Ninh Bình () is a province of Vietnam in the Red River Delta region of the northern part of the country. The province is famous for a high density of natural and cultural attractions, including reserved parks in Cúc Phương National Park and Vân Long, grotto caves and rivers in Tràng An, Tam Cốc-Bích Động and Múa Caves, historic monuments in the Hoa Lư ancient capital, Vietnam's largest buddhist worshiping complex (Bái Đính Temple), and the Phát Diệm Cathedral with "eclectic architectural style". Thanks to its adjacency to Hanoi, day trips from the capital are easily manageable.

Administrative divisions
Ninh Bình is subdivided into eight district-level sub-divisions:

 6 districts:

 Gia Viễn
 Hoa Lư
 Kim Sơn
 Nho Quan
 Yên Khánh
 Yên Mô

 2 provincial cities:
 Ninh Bình (capital)
 Tam Điệp
They are further subdivided into seven commune-level towns (or townlets), 122 communes, and 16 wards.

Geography
Ninh Bình is located to the south of the Northern Delta, between the Red and Ma rivers. It is bordered by Hòa Bình and Hà Nam to the north, Nam Định to the northeast, and Thanh Hóa to the south and west. Ninh Bình also has a very short coastline abutting the Gulf of Tonkin.

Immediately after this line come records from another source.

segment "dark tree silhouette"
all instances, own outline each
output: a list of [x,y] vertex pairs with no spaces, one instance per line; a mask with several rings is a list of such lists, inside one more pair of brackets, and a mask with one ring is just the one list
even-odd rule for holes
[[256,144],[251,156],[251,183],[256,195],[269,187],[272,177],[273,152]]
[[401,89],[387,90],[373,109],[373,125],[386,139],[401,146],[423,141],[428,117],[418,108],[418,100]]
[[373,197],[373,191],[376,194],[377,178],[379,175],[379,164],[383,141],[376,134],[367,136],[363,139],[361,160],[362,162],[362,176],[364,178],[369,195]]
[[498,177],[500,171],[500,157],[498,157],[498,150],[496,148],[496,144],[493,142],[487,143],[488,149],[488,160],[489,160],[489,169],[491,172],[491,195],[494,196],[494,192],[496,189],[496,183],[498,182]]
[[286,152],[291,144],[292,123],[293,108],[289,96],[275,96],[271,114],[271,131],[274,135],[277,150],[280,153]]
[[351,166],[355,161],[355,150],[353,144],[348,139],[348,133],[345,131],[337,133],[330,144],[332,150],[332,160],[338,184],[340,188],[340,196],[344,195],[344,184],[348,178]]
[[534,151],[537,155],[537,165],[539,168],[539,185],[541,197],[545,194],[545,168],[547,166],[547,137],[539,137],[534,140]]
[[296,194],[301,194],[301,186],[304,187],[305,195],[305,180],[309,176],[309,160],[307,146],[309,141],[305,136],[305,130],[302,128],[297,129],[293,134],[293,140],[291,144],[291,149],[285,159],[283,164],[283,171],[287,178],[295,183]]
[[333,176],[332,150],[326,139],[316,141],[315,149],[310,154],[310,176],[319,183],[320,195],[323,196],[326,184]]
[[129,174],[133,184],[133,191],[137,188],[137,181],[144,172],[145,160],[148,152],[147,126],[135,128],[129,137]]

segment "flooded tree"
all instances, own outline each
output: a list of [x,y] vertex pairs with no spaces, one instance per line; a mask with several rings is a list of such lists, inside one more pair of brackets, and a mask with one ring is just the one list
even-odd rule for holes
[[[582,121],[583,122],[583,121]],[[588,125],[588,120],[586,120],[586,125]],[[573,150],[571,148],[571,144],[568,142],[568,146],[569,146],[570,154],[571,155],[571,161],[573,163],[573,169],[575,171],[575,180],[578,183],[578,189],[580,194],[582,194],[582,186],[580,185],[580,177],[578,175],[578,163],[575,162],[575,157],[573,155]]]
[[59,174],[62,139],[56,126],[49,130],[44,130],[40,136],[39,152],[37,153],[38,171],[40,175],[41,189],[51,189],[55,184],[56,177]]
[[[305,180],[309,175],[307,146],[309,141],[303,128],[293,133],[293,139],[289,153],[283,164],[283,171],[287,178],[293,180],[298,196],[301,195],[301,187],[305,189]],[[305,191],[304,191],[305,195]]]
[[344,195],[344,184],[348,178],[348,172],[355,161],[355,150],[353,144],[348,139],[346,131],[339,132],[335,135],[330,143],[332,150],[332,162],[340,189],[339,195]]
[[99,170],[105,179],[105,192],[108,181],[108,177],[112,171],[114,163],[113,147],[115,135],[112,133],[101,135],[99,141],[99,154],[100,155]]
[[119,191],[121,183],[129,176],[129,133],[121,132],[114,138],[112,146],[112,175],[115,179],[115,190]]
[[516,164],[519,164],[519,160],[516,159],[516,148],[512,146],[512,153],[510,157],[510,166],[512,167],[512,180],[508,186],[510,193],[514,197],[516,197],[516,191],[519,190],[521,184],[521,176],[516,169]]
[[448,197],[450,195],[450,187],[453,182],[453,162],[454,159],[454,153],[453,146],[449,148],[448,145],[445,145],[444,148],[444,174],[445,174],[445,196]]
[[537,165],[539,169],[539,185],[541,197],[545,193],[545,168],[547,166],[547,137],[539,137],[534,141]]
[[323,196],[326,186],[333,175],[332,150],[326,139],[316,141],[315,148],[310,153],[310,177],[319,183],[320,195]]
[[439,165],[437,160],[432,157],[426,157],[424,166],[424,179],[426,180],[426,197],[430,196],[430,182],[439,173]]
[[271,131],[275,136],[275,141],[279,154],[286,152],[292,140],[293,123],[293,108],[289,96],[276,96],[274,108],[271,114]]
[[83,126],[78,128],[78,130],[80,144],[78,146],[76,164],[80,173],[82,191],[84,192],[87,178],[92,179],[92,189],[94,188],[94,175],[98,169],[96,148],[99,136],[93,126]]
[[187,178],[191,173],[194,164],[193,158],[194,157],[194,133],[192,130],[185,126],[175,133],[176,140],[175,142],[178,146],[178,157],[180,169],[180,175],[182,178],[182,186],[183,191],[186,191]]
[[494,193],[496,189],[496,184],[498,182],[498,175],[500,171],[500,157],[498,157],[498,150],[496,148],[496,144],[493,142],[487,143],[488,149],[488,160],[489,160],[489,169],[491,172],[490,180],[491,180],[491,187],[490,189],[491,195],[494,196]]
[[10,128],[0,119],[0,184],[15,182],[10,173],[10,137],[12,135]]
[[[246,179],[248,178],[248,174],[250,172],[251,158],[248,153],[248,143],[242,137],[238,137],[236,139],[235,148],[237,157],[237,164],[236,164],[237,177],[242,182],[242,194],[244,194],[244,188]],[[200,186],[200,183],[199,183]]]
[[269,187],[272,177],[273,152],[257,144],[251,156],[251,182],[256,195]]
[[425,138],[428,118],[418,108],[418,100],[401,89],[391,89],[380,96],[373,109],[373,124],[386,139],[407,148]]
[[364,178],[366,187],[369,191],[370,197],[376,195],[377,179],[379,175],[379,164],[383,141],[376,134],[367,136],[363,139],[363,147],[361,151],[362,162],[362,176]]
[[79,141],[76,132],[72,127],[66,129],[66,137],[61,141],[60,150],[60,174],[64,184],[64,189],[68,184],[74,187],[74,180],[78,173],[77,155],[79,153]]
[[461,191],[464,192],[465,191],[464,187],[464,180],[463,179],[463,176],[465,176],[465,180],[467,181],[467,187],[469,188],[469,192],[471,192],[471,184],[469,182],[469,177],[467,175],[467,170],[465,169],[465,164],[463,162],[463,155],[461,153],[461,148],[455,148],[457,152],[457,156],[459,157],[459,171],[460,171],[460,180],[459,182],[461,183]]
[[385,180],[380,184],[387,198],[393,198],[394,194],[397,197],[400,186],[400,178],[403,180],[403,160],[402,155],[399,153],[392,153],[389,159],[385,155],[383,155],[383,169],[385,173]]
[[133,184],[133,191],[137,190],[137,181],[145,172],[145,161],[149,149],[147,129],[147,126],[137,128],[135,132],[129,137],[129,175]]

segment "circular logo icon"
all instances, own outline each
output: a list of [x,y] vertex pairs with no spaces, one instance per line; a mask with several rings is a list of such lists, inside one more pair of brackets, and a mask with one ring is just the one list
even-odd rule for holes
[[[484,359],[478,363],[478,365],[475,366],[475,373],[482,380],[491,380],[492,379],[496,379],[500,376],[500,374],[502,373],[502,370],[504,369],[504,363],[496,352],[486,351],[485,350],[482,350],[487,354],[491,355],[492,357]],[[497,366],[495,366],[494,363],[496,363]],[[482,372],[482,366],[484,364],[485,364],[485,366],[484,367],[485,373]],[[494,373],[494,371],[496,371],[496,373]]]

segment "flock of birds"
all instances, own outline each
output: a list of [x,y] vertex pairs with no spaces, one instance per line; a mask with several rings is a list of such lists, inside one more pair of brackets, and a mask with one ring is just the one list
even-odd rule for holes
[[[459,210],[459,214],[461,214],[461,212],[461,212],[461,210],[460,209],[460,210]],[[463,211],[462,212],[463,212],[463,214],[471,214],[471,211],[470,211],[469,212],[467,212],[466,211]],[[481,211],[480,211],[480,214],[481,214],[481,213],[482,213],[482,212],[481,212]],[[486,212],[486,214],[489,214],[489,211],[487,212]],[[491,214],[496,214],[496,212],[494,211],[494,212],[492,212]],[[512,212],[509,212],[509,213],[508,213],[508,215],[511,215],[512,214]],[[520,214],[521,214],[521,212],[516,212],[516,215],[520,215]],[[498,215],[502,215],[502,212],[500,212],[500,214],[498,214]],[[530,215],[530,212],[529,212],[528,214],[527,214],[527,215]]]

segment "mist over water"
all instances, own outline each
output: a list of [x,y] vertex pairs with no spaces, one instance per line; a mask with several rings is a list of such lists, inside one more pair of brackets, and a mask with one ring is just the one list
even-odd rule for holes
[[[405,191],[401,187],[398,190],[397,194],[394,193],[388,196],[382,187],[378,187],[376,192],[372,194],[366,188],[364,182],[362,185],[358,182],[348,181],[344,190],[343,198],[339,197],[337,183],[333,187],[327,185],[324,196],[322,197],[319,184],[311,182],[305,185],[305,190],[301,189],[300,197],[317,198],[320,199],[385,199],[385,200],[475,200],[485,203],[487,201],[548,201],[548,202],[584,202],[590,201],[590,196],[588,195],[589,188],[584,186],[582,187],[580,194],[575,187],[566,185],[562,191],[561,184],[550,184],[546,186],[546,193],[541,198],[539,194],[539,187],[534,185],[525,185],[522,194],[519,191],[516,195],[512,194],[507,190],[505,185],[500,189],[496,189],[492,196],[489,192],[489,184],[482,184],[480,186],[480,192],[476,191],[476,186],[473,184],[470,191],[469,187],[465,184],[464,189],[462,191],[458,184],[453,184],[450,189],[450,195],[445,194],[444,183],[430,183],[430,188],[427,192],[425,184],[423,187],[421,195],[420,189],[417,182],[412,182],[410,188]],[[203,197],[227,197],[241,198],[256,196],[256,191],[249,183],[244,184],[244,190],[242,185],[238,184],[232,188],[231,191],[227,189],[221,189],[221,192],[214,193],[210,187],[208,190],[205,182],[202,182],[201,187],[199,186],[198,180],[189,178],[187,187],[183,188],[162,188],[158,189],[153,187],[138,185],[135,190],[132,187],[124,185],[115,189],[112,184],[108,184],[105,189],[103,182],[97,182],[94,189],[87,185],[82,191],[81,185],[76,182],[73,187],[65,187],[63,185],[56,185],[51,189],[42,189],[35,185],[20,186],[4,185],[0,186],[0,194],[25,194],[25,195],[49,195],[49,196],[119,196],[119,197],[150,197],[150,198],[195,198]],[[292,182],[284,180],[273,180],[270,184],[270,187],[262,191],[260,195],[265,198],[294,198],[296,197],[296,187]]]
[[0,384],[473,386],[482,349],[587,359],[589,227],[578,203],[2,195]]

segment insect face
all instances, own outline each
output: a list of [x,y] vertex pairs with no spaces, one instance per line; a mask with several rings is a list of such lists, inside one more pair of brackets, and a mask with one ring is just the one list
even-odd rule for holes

The population is 898,500 people, with a total area of 1,329.4 km2.

Demographics
The ethnic groups include the Viet (also called the Kinh, the Vietnamese ethnic majority), as well as other groups such as the Dao, Hoa, Hmong, Mường, Nùng, Tày and Thai. There are 23 ethnic groups, of which the Kinh account for more than 98%.

Sights

Natural sights
 Tam Cốc-Bích Động
 Thung Nham Ecotourism Zone (Khu du lịch sinh thái Thung Nham)
 Múa Caves (Hang Múa)
 Tràng An
 Cúc Phương: primitive forest and ancient inhabited cave (Nho Quan)
 Địch Lộng cave and pagoda (Gia Thành - Gia Viễn)

Ninh Bình was selected as among the main locations for the movie Kong: Skull Island.

Conservation centers 

Bear Sanctuary Ninh Bình
Endangered Primate Rescue Center
 Carnivore and Pangolin Conservation Program
 Turtle Conservation Center

Ecological sights 

 Cúc Phương National Park
 Van Long Wetland Nature Reserve

Historic sights
Bích Động pagoda and cave
 Bái Đính Temple
 Ban Long Pagoda
 Dinh and Le Temples
 Hoa Lư ancient capital
 Hoa Lư Citadel; Nhat Tu Pagoda
 Phát Diệm Cathedral (Phát Diệm - Kim Sơn)

The old city of Ninh Bình is a well-known historical site in Vietnam.

Gallery

Festivals
 Thái Vi festival (Ninh Hải - Hoa Lư) (third moon of the lunar calendar)
 Trường Yên Festival
 Yên Cư Festival
 Nộn Khê Festival

Handicrafts
Embroidered handicrafts in Hoa Lư District
Sea reed handicrafts in Kim Sơn District

Transportation
Ninh Bình is located 91 km from Hanoi and has both rail and road transport links. It has express rail connections with Hanoi in the north and Thanh Hóa and Vinh in the south. Buses from Hanoi's South Bus Station stop by Ninh Bình; the bus routes parallel and complement the rail route.

Etymology 
The province's name derives from Sino-Vietnamese 寧平.